Coloreel, with its technology for digital dyeing of textile thread on-demand for more sustainable and creative embroideries, announced the sale of five single-head machines to a new distribution partner in India, Apsom Infotex Limited.
The deal is the first step for Coloreel entering the industrial embroidery market in India, one of the world’s largest markets for textile production and embellishment. Apsom is a top supplier in the digital inkjet print market in India for textile and industrial applications.
“We are very excited to finally be able to enter the Indian market,” Sven Öquist, vice president of sales at Coloreel, said. “We have since long had great interest from decoration manufacturers on the Indian market, but Covid has been delaying our market entry. Our new partnership with Apsom provides us with great reach into the Indian embroidery and digital print market and we are looking forward to many more orders to come.”
Coloreel is a Swedish textile brand that makes previously complicated designs accessible, including gradients, textures and other effects. Using only a single thread and needle means that it also significantly improves quality and efficiency, enabling immediate startup and faster delivery.
Coloring thread directly means Coloreel’s process doesn’t create the wastewater and water pollution typical of most methods. Also, using a single reel of thread and needle also minimizes thread waste and microfiber pollution.
“It was love at first sight for the people at Apsom when we spotted the Coloreel technology at an oversees exhibition and the entire team has since been completely focused on bringing the technology to the Indian market,” Anirudh Dadu, business development manager at Apsom, said. “In a traditional industry like textiles its very rare to see such a game-changing innovation. We are very excited to have the opportunity to distribute Coloreel in India.”
Together with its affiliated companies, Apsom has some 14 locations in India and neighboring countries including Nepal, Bangladesh and Sri Lanka.
Stretchline Holdings, one of the world’s largest manufacturers of narrow elasticated fabrics, has committed to drastically reducing its greenhouse gas (GHG) emissions by 2030 for all seven of its operations in Sri Lanka, China, Indonesia, Mexico, Honduras, the U.K. and the United States.
To achieve these goals, Stretchline will invest significantly in solar power projects worldwide and pursue operational excellence through technological advances. In addition, GHG emissions reduction will be a priority in the company’s sustainability initiatives.
Together with the Science Based Target initiative (SBTi), Stretchline has outlined science-based targets to achieve near-term reductions in GHG emissions in its seven operations. In doing so, the company said it is demonstrating its commitment to sustainability and its involvement in global climate action.
“At Stretchline, we have always placed responsible manufacturing at the center of everything we do,” Xavier Vidal, Stretchline CEO, said. “Being an ethical, responsible manufacturer is fundamental to any organization and should be a natural part of its culture.”

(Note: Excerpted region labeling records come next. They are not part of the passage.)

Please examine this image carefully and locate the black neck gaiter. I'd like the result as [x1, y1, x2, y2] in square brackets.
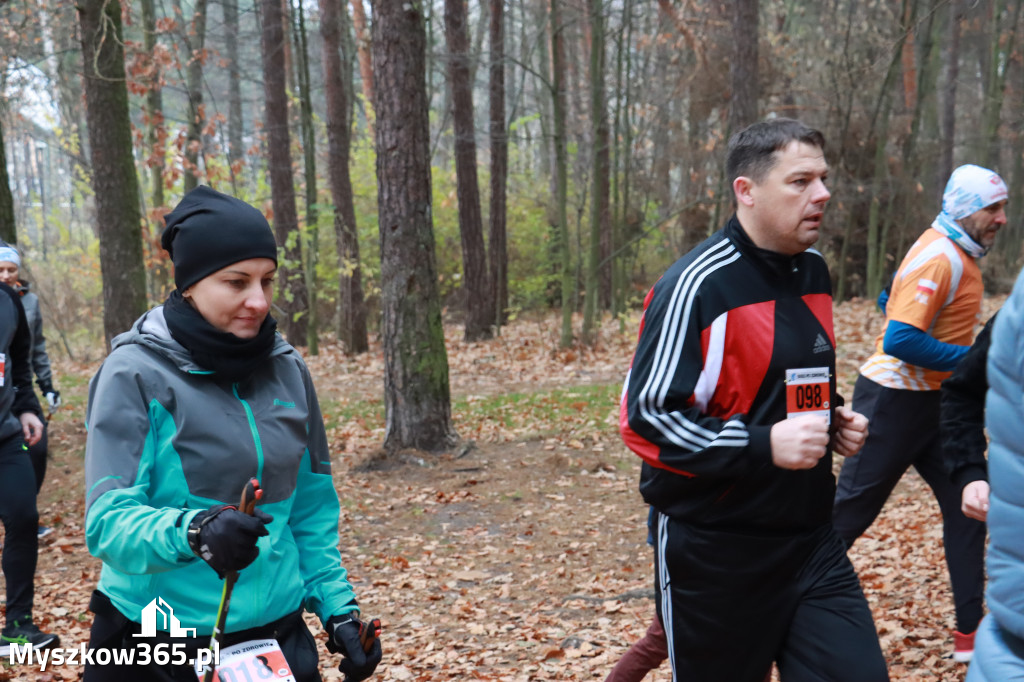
[164, 289, 278, 381]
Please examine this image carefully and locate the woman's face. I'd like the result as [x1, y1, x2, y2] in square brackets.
[0, 260, 17, 287]
[182, 258, 278, 339]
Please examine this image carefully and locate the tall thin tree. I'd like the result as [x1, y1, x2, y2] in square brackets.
[583, 0, 610, 344]
[140, 0, 171, 297]
[373, 2, 458, 452]
[488, 0, 509, 330]
[78, 0, 146, 347]
[260, 0, 307, 344]
[0, 113, 17, 244]
[221, 0, 245, 195]
[351, 0, 375, 130]
[319, 0, 370, 354]
[184, 0, 207, 193]
[550, 0, 575, 348]
[728, 0, 760, 135]
[444, 0, 495, 342]
[936, 0, 964, 187]
[292, 2, 319, 355]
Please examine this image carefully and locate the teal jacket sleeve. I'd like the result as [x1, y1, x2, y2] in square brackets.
[85, 349, 200, 573]
[289, 367, 358, 623]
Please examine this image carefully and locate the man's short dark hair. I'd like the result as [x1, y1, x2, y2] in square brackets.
[725, 119, 825, 182]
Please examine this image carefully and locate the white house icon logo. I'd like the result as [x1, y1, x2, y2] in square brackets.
[132, 597, 196, 637]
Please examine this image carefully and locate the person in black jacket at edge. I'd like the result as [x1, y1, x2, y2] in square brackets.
[620, 118, 889, 682]
[0, 283, 60, 656]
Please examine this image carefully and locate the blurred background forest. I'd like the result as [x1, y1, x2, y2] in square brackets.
[0, 0, 1024, 359]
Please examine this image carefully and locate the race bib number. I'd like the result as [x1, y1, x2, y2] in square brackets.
[196, 639, 295, 682]
[785, 367, 831, 424]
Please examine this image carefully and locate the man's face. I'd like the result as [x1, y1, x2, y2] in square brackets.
[750, 140, 831, 255]
[957, 200, 1007, 249]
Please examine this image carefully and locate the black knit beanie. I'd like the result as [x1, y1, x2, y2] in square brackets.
[160, 185, 278, 292]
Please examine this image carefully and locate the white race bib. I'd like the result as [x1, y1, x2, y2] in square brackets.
[196, 639, 295, 682]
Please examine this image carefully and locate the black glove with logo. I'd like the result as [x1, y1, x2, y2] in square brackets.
[188, 505, 273, 579]
[326, 612, 383, 682]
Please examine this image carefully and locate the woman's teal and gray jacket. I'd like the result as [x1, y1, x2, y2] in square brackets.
[85, 307, 357, 635]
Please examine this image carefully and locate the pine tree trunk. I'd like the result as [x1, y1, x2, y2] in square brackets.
[0, 116, 17, 244]
[319, 0, 370, 354]
[140, 0, 172, 300]
[583, 0, 610, 344]
[489, 0, 509, 329]
[78, 0, 146, 348]
[351, 0, 374, 130]
[184, 0, 207, 194]
[444, 0, 495, 342]
[221, 0, 245, 195]
[373, 2, 458, 452]
[728, 0, 759, 135]
[292, 2, 319, 355]
[551, 0, 575, 348]
[260, 0, 306, 345]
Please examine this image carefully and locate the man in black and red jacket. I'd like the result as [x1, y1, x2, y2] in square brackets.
[621, 119, 888, 682]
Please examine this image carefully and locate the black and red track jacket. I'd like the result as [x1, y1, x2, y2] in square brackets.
[620, 216, 842, 534]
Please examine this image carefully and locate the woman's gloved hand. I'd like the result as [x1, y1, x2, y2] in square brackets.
[326, 613, 383, 682]
[188, 505, 273, 579]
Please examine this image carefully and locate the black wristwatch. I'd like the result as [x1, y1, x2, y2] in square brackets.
[185, 512, 209, 556]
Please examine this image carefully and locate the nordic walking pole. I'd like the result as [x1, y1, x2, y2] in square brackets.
[203, 478, 263, 682]
[343, 619, 381, 682]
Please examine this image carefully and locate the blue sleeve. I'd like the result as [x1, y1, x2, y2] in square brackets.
[882, 319, 971, 372]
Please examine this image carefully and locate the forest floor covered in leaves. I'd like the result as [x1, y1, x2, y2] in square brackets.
[0, 298, 1002, 682]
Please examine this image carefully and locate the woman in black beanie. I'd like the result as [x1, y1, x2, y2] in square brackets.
[84, 186, 381, 682]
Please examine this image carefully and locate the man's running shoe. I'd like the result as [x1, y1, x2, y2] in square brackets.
[0, 615, 60, 656]
[953, 629, 978, 663]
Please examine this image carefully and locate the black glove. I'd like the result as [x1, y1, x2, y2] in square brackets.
[188, 505, 273, 579]
[327, 613, 383, 682]
[43, 387, 60, 412]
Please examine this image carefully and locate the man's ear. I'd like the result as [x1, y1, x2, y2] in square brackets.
[732, 175, 754, 207]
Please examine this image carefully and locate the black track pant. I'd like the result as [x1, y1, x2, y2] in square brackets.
[29, 420, 49, 495]
[833, 376, 985, 633]
[0, 433, 39, 623]
[82, 590, 323, 682]
[655, 514, 889, 682]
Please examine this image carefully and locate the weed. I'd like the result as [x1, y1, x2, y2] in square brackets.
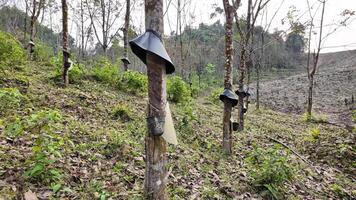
[5, 110, 64, 184]
[303, 113, 328, 123]
[112, 103, 132, 121]
[0, 88, 26, 116]
[304, 127, 321, 142]
[118, 70, 148, 95]
[92, 58, 119, 85]
[330, 183, 351, 200]
[33, 41, 54, 62]
[167, 76, 190, 103]
[246, 145, 294, 199]
[0, 31, 26, 71]
[208, 88, 224, 105]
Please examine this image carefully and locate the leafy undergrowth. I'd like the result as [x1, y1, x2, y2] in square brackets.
[0, 63, 356, 199]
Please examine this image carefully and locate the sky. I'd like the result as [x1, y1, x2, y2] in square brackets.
[164, 0, 356, 52]
[7, 0, 356, 53]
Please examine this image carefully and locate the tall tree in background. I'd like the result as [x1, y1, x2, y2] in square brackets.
[122, 0, 131, 71]
[222, 0, 240, 154]
[27, 0, 45, 58]
[23, 0, 28, 42]
[255, 0, 284, 110]
[85, 0, 123, 55]
[144, 0, 168, 199]
[234, 0, 270, 131]
[307, 0, 326, 120]
[62, 0, 70, 86]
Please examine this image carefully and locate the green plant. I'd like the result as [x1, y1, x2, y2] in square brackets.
[208, 88, 224, 104]
[0, 88, 26, 116]
[33, 42, 54, 62]
[177, 102, 198, 135]
[246, 144, 294, 199]
[303, 113, 328, 123]
[330, 183, 351, 200]
[118, 70, 148, 94]
[92, 58, 119, 85]
[112, 103, 132, 121]
[5, 110, 64, 184]
[0, 31, 26, 71]
[305, 127, 320, 142]
[50, 53, 86, 84]
[167, 76, 190, 103]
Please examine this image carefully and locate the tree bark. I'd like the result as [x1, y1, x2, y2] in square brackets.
[222, 0, 234, 154]
[62, 0, 70, 87]
[23, 0, 28, 44]
[123, 0, 130, 71]
[307, 0, 326, 120]
[144, 0, 168, 199]
[256, 31, 265, 110]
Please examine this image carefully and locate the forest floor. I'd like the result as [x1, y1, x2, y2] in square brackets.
[0, 63, 356, 200]
[251, 50, 356, 130]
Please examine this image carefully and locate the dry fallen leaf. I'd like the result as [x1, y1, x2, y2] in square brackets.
[24, 190, 38, 200]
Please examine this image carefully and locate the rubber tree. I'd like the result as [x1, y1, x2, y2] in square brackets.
[62, 0, 70, 86]
[144, 0, 168, 199]
[234, 0, 270, 131]
[85, 0, 122, 55]
[27, 0, 45, 58]
[222, 0, 240, 154]
[122, 0, 131, 71]
[307, 0, 326, 120]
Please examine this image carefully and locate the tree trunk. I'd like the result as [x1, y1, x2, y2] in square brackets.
[27, 0, 37, 57]
[23, 0, 28, 44]
[62, 0, 70, 87]
[256, 31, 265, 110]
[307, 76, 314, 119]
[123, 0, 130, 71]
[237, 47, 246, 131]
[144, 0, 168, 199]
[222, 0, 234, 154]
[80, 1, 85, 60]
[307, 0, 326, 120]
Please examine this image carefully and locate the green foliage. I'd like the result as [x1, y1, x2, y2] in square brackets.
[0, 31, 26, 71]
[189, 73, 202, 98]
[205, 63, 215, 75]
[303, 113, 328, 123]
[0, 88, 26, 116]
[177, 101, 199, 135]
[50, 53, 86, 84]
[167, 76, 190, 103]
[208, 88, 224, 104]
[310, 128, 320, 140]
[5, 110, 65, 186]
[112, 103, 132, 121]
[33, 42, 54, 62]
[118, 70, 148, 95]
[23, 110, 65, 184]
[330, 183, 351, 200]
[92, 57, 119, 85]
[246, 145, 294, 199]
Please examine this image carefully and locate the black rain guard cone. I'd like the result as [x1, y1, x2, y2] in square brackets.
[121, 57, 131, 64]
[235, 90, 251, 98]
[129, 30, 175, 74]
[219, 89, 238, 107]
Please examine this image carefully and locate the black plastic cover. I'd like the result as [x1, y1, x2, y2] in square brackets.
[235, 90, 251, 98]
[129, 30, 175, 74]
[121, 57, 131, 64]
[219, 89, 238, 107]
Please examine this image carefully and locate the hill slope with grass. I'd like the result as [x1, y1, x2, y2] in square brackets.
[0, 32, 356, 199]
[252, 50, 356, 130]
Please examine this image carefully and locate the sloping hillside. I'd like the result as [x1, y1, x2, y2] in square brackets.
[0, 57, 356, 199]
[252, 51, 356, 127]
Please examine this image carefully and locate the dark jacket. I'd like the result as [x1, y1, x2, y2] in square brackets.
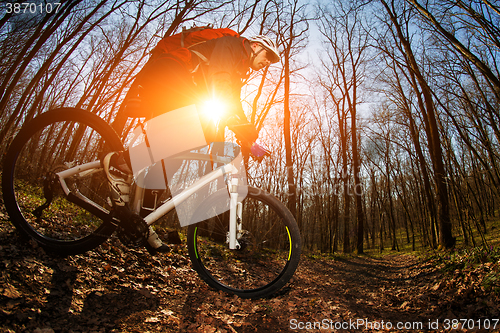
[189, 36, 251, 122]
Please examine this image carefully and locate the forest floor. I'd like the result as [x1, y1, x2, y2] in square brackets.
[0, 207, 500, 333]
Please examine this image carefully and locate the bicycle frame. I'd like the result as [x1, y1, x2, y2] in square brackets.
[56, 153, 243, 250]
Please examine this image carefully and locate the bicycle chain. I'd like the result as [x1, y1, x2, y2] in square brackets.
[66, 166, 149, 248]
[116, 214, 149, 248]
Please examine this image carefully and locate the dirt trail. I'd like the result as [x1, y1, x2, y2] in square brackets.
[0, 215, 498, 333]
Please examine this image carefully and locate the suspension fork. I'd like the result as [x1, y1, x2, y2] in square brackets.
[227, 177, 243, 250]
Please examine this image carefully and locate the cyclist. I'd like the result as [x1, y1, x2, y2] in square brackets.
[102, 35, 280, 254]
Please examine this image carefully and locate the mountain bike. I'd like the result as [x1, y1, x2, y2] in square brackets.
[2, 108, 301, 298]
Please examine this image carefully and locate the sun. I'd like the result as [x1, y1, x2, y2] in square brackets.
[203, 99, 227, 123]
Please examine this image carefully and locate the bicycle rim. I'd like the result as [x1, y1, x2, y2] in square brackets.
[3, 108, 123, 255]
[188, 188, 300, 298]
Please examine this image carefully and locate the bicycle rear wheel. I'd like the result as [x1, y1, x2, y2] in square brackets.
[188, 187, 301, 298]
[2, 108, 123, 255]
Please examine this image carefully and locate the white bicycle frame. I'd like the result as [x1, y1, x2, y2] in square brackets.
[56, 153, 243, 250]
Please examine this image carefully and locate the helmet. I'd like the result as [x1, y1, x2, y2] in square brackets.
[248, 35, 280, 63]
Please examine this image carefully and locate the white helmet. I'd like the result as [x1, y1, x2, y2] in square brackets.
[248, 35, 280, 64]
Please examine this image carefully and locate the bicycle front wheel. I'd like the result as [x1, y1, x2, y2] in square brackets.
[2, 108, 123, 255]
[188, 187, 301, 298]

SBTi assists companies in setting emission reduction targets that are consistent with climate science and the Paris Agreement. It promotes best practices in setting science-based targets and independently assesses them. To accelerate corporate climate action, SBTi is committed to reducing global emissions by more than 50 percent before 2030 and reaching net-zero emissions by 2050.
Stretchline has set two specific goals for reducing GHG emissions. It aims to reduce direct emissions under operational control, scope 1 GHG emissions, and indirect emissions from purchased energy, scope 2 GHG emissions, by 37.8 percent by 2030 compared to the base year of 2021. The reductions agree with a scenario that limits global temperature increases to 1.5 degrees Celcius compared with pre-industrial levels.
Stretchline also wants to reduce all indirect emissions within its value chain, scope 3 GHG emissions by 25 percent by 2030 from a 2022 base year, and GHG reductions in scope 3 to align with a scenario limiting global temperature increases to well below 2 degrees Celcius compared to pre-industrial levels.
Stretchline is also a major supplier of covered elastomeric yarn, textile coating and bonding solutions. The company’s products can be found in a wide variety of applications, including intimates, swimwear, activewear, outerwear, footwear, wearable technology, medical applications and automobiles.